Она еще сильнее смыкала веки, еще сильнее стискивала его руку и продолжала притворяться спящей. Он клал ладонь на ее руку. Ее пальцы были липкими от меда. Им было по шесть лет, и они считали себя самыми преступными возлюбленными в мире, поскольку оба жмурились и до боли сжимали друг другу руки.
Он провел рукой по глазам. Потер веки. Солнце слепило невыносимо. В эти минуты самолет должен был пролетать над Гренландией – над Зеленым островом, некогда завоеванным древними викингами. Он блуждал в небесной пустыне. Он улетал вдаль по небесной пустыне. Он еще раз потер глаза. Что-то маленькое, светлое, молочно-белое и мягкое удалялось от него. Молочно-белый гребень волны таял в воде. У нее были мокрые волосы. Она стягивала свои волосы в хвост и скрепляла их заколкой. Они взбирались, пятясь, по двойной спирали лестниц Шамбора, пятясь, одолевали обе спиралевидные параллельные цепочки структуры ДНК; двойное сплетение волос, когда она заплетала косу, ненарушаемый, вечный кругооборот, который воспроизводил сам себя и воспроизводил нас, как море вечно рождает волны. Он открыл глаза. Опустил ладонь на заколку Флоры, лежавшую на столике. Впился глазами в эту крошечную лягушку: она позвала его, а он не понял, что она хотела сказать ему там, на дороге, ведущей в Рим, в Чивитавеккье, у кромки морских волн. Маленькая лягушка приподняла веки. Она хотела заговорить. Но вдруг отвела взгляд. И смолчала.
Глава XXIV
Я скрыл тебя под этим прозвищем похвальным, дабы сияла ты лишь мне в ночи печальной.
Сев[85]
Он шел. Ветер и мелкий дождь нещадно секли его по лицу. Он шел вниз по широкому проспекту Меир. В детстве, он помнил, это называлось просто «спуститься по Меиру». Он спускался к морю. Над городом светился нимб морского тумана. Он не стал заходить на Корте Гастхюисстраат. Направился сразу в порт. Он зашагал быстрее, и в этот миг небо совсем почернело. Дождь усилился. Ощущение великолепия разбушевавшейся природы пронзило дрожью все его тело.

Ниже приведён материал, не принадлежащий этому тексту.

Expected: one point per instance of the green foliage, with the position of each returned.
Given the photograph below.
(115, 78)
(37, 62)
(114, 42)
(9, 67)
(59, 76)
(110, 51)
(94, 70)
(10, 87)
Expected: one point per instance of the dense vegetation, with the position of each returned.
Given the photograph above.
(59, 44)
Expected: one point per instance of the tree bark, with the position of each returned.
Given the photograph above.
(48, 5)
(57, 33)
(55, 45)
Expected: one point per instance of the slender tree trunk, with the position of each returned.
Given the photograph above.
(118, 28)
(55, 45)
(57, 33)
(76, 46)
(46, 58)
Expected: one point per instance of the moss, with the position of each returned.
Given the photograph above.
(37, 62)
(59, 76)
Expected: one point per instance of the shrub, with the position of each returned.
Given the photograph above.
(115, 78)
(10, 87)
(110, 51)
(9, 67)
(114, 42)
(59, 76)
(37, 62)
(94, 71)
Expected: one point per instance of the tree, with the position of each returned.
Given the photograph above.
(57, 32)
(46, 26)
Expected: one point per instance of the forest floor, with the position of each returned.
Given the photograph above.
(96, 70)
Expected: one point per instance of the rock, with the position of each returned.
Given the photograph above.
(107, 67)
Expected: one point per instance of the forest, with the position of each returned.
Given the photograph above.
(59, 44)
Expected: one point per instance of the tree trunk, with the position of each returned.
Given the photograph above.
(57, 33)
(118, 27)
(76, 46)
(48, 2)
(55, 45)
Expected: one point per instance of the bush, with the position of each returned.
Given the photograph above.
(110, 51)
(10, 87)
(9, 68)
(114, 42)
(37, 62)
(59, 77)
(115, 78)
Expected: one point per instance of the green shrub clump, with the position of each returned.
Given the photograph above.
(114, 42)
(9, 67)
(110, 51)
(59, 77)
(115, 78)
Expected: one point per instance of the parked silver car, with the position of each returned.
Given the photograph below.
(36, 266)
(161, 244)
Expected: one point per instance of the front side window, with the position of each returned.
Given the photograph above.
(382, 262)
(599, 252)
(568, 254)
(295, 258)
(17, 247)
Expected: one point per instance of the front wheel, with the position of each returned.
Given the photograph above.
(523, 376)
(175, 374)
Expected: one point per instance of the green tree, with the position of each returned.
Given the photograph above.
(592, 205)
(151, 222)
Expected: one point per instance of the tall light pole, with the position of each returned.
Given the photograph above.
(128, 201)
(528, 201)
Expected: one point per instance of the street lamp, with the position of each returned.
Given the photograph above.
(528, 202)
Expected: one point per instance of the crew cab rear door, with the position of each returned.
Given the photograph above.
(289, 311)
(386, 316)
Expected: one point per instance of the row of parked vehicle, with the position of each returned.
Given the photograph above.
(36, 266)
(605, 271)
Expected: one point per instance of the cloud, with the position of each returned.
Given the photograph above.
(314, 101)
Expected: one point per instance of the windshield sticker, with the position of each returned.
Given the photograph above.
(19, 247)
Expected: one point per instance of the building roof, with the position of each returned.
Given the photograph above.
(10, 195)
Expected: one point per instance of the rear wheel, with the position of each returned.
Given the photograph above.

Он остановился. Неподвижно застыв под ливнем, он оглядел причудливые коньки крыш на фоне неба, серые и красные фасады антверпенских домов. Они больше походили на живых существ, эти дома, а их решетчатые окна с темными стеклами смотрели на него, как глаза. Да и у фасадов было выражение человеческих лиц – мирное, материнское выражение, как у гигантских каменных ликов с острова Пасхи.